Every day in the markets the bulls and the bears are duking it out to win the hearts and minds of investors, and there seems to be little hope for a compromise. Cramer identified six such battlegrounds.

The first battleground is employment, with the bears crying foul over recent upticks in hiring but the bulls seeing some reasons for hope and buying into retail stocks such as Wal-Mart Stores (WMT) and Costco (COST) .

The second battle is over the looming fiscal cliff. The bears see it as an unsurmountable Everest, but the bulls view it more as a bump in the road. Then there's the battle over where corporate earnings are headed in 2013. The bears cite FedEx (FDX) and its two guide-downs, but the bulls look to FedEx's positive comments for 2013 and beyond.

Next is China, said Cramer, where Alcoa (AA) continues to disappoint, but also offered some glimmer of hope that things will improve in late 2013. There's also been a battle on the mergers and acquisitions front, and countless initial public offerings have been closing below their openings and drifting lower thereafter. But the bulls saw this trend end today with a handful of prominent IPOs that all closed higher.

Finally, Cramer said there's a battle over Apple (AAPL) , a stock he owns for his charitable trust, Action Alerts PLUS. He said that the bears have all sorts of reasons to hate the stock, but the bulls clearly have history on their side.

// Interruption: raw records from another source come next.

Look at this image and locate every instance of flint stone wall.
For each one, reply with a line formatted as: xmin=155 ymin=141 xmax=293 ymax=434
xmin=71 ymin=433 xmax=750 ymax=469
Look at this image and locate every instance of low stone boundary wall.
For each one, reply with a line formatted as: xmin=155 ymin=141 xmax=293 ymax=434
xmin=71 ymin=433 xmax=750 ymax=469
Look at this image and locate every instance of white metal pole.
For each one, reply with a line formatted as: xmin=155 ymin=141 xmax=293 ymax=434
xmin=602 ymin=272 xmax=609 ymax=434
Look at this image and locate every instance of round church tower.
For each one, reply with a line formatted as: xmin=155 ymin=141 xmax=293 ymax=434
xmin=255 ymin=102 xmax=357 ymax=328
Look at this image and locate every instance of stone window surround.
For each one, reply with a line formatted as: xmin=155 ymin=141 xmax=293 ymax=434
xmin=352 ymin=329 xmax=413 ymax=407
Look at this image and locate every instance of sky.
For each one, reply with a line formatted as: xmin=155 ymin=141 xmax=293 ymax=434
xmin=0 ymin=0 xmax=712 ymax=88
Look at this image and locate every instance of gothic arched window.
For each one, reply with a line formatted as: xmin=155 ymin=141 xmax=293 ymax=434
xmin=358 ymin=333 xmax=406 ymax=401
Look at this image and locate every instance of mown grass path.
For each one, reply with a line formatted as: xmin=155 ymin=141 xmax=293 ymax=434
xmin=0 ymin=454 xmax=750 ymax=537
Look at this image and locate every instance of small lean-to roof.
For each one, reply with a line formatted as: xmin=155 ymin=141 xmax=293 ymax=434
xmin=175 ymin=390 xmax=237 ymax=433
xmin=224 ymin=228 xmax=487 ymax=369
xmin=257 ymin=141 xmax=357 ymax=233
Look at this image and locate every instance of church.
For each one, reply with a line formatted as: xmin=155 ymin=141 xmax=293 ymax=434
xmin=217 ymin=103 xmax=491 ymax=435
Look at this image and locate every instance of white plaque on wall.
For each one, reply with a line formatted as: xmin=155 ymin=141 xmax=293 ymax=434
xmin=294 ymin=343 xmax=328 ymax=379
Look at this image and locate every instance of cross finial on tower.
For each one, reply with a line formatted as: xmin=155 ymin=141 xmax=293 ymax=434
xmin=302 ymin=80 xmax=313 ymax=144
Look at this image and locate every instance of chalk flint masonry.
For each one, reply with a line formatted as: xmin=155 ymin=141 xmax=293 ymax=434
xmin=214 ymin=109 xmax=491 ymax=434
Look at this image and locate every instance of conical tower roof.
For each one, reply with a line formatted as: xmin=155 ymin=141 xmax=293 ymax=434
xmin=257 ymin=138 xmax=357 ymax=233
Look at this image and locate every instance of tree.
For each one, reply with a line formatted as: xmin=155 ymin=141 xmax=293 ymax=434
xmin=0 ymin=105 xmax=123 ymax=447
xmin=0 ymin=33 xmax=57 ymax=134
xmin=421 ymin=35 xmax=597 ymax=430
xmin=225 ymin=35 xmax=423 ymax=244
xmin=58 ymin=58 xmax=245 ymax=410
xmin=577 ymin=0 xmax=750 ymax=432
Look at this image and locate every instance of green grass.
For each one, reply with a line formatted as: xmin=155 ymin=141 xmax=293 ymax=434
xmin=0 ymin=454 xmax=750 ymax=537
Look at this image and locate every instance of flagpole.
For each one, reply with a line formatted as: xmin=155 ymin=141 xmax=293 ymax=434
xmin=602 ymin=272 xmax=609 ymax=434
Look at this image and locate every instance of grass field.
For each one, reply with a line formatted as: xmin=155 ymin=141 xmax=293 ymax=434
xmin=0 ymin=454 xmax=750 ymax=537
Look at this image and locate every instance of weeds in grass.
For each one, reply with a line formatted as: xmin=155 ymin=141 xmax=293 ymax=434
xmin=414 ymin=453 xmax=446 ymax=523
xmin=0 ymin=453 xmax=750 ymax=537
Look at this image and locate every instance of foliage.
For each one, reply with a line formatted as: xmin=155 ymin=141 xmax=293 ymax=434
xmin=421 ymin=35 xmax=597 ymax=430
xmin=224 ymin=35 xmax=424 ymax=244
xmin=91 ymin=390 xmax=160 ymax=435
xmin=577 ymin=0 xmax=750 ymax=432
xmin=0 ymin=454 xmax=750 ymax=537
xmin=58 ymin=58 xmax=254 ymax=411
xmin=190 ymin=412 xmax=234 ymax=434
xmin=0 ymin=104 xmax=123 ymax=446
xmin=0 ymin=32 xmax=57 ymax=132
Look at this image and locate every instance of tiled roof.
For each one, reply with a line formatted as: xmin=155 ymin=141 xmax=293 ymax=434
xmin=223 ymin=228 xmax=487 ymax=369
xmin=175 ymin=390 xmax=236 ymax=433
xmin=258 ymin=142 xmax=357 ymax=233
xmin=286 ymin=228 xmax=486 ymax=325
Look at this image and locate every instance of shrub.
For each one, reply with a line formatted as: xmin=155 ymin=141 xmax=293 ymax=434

All of these battles may make the markets seem very confusing, admitted Cramer, which is why he continues to advise proceeding with caution.

Looking for Value

Cramer's always on the hunt for stocks that represent good value, which is why Dean Foods (DF) caught his attention after the stock fell from $17 a share to just $14.65 despite the company's recent announcement that its spinning off its WhiteWave-Alpro organic food division.

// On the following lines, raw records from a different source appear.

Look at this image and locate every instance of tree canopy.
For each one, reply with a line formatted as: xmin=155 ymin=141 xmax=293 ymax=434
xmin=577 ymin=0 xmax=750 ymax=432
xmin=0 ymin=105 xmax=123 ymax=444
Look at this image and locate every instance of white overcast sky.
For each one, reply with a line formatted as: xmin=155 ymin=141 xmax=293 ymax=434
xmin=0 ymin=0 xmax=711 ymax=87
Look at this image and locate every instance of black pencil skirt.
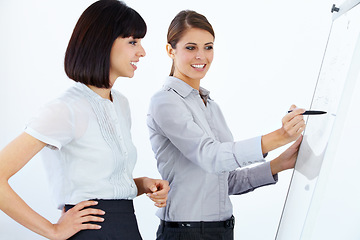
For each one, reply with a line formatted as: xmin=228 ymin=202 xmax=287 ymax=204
xmin=65 ymin=199 xmax=142 ymax=240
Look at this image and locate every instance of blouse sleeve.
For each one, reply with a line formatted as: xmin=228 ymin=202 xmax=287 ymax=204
xmin=25 ymin=100 xmax=74 ymax=149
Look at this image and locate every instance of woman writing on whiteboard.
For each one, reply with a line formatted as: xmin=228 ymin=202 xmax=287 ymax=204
xmin=147 ymin=10 xmax=305 ymax=240
xmin=0 ymin=0 xmax=169 ymax=240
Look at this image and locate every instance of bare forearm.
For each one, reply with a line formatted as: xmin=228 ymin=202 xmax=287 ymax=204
xmin=0 ymin=181 xmax=54 ymax=239
xmin=134 ymin=177 xmax=148 ymax=196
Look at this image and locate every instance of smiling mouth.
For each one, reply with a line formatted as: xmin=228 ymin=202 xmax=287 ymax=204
xmin=191 ymin=64 xmax=206 ymax=69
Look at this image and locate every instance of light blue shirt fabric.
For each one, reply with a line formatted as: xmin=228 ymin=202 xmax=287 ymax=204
xmin=147 ymin=77 xmax=277 ymax=221
xmin=25 ymin=83 xmax=137 ymax=208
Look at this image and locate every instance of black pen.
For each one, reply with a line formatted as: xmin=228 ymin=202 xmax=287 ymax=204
xmin=288 ymin=110 xmax=326 ymax=115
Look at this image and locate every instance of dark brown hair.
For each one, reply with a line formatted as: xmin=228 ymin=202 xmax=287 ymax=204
xmin=167 ymin=10 xmax=215 ymax=76
xmin=64 ymin=0 xmax=147 ymax=88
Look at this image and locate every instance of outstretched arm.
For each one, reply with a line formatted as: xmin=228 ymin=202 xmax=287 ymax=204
xmin=261 ymin=105 xmax=305 ymax=154
xmin=270 ymin=135 xmax=302 ymax=175
xmin=0 ymin=133 xmax=103 ymax=239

Cramer said Dean Foods is a classic case of a company being worth less than the sum of its parts. But in this case he doesn't need to speculate on what could happen in the event of a spin-off because the company has already announced not one, but two.

In addition to the WhiteWave spinoff, which is already in process, Dean Foods also announced on Sept. 26 that it's seeking a buyer for its Morningstar division, which makes, among other things, coffee creamers for restaurants.

Adding up the value for both WhiteWave and Morningstar as well as the remaining Dean Foods business, Cramer said the company is worth at least $20 a share, a full 40% more than where it closed Thursday.